Cloning: Is It Morally Wrong? The question shakes us all to our very own souls. For humans to consider the cloning of one another forces everyone to question the very concepts of right and wrong that make them all human. This topic has been controversial since it affects moral values of human beings and other living things alike. In February 1997, scientists in Scotland announced the birth of the first cloned sheep named Dolly. This lead the future of cloning possibilities and scientists began extensive experiments on cloning and have since then cloned both plants and animals successfully. The next step was to clone actual human beings but before experiments could have been carried out, pressure started to build on the scientists because people started to doubt if cloning was ethical and morally correct(www.cloning.com).
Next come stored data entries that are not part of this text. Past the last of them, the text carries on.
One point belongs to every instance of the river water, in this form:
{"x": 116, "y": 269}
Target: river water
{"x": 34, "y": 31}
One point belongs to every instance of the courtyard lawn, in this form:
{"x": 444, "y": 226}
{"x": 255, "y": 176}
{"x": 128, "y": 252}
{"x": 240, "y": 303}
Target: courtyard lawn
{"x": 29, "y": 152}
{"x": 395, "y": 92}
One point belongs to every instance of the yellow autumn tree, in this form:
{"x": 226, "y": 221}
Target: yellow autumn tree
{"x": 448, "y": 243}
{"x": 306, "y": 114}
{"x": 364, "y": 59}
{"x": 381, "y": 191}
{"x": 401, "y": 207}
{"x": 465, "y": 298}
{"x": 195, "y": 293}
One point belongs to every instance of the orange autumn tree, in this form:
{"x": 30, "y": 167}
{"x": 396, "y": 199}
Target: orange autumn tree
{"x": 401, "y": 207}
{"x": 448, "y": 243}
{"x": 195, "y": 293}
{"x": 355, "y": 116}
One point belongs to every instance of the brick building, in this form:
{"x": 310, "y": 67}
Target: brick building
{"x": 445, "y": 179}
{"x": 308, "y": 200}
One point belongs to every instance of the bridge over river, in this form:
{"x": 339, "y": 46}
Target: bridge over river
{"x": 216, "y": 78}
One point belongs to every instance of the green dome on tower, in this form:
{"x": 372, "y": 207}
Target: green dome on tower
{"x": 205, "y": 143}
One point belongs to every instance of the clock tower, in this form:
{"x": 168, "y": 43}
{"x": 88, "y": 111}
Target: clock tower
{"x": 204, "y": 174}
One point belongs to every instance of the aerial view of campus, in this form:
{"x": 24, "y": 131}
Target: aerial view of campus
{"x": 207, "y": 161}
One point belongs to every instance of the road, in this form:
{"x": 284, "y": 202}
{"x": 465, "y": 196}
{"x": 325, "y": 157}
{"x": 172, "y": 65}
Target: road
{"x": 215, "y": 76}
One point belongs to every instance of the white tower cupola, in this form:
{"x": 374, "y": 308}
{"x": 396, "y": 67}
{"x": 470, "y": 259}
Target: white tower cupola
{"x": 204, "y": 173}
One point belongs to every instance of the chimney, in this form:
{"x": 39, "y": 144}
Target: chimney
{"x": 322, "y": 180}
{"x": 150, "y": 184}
Now that the idea of humans being cloned has started sounding less like a science fiction novel and more like a genuine possibility, cloning has its cons but its pros seem to overcome them greatly.
The cloning of any species, whether they be human or non-human, is ethically and morally wrong.
The possible physical damage that could be done if human cloning became a reality is obvious when one looks at the sheer loss of life that occurred before the birth of Dolly. Less than ten percent of the initial transfers survive to be healthy creatures. There were 277 trial implants of nuclei. Nineteen of those 277 were deemed healthy while the others were discarded. Five of those nineteen survived, but four of them died within ten days of birth of severe abnormalities. Dolly was the only one to survive (Cloning and the New Genetics, pg. 315). If those nuclei were human, "the cellular body count would look like sheer carnage" (The Clone Age, pg. 45).